Green peas: common questions answered

Can you eat green peas raw straight from the pod?
Yes, but that applies only to sugar or snap varieties. Those varieties lack a tough inner “paper” layer, so you can eat the pods whole. Shelling varieties are better shelled because their pods are too fibrous to eat.
Does frozen peas keep their vitamins?
Yes. Flash-freezing preserves up to 90% of the nutrients. Frozen peas are a much better choice than canned ones because they don’t contain excess salt, sugar, or preservatives.
How do you store fresh peas so they don’t turn bitter?
Keep fresh peas in the pod in the refrigerator for no more than 2–3 days, because the sugar in the seeds quickly turns into starch. For long-term storage (up to 12 months), freeze or dry the peas.
How long do you need to cook fresh green peas?
Cook them for 3–5 minutes in boiling water to preserve vitamins and bright color. To keep the peas juicy and green, plunge them into very cold water immediately after cooking.
Are green peas good for people with diabetes?
Yes. Green peas have a low glycemic index (around 40–45) and are high in fiber.
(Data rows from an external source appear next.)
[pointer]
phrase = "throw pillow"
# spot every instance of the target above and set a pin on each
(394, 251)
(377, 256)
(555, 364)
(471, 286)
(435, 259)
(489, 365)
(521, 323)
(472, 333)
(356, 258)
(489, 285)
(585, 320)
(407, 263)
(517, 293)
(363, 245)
That combination slows carbohydrate absorption and helps prevent sharp blood sugar spikes.
How should you store fresh green peas?
Store fresh peas in the pod in the refrigerator (for up to a week) or shell and freeze them (up to a year). To avoid bitterness when freezing raw peas, blanch them first. For long-term storage, blanch the peas for 2–3 minutes, cool them in ice water, dry them, and pack them into bags.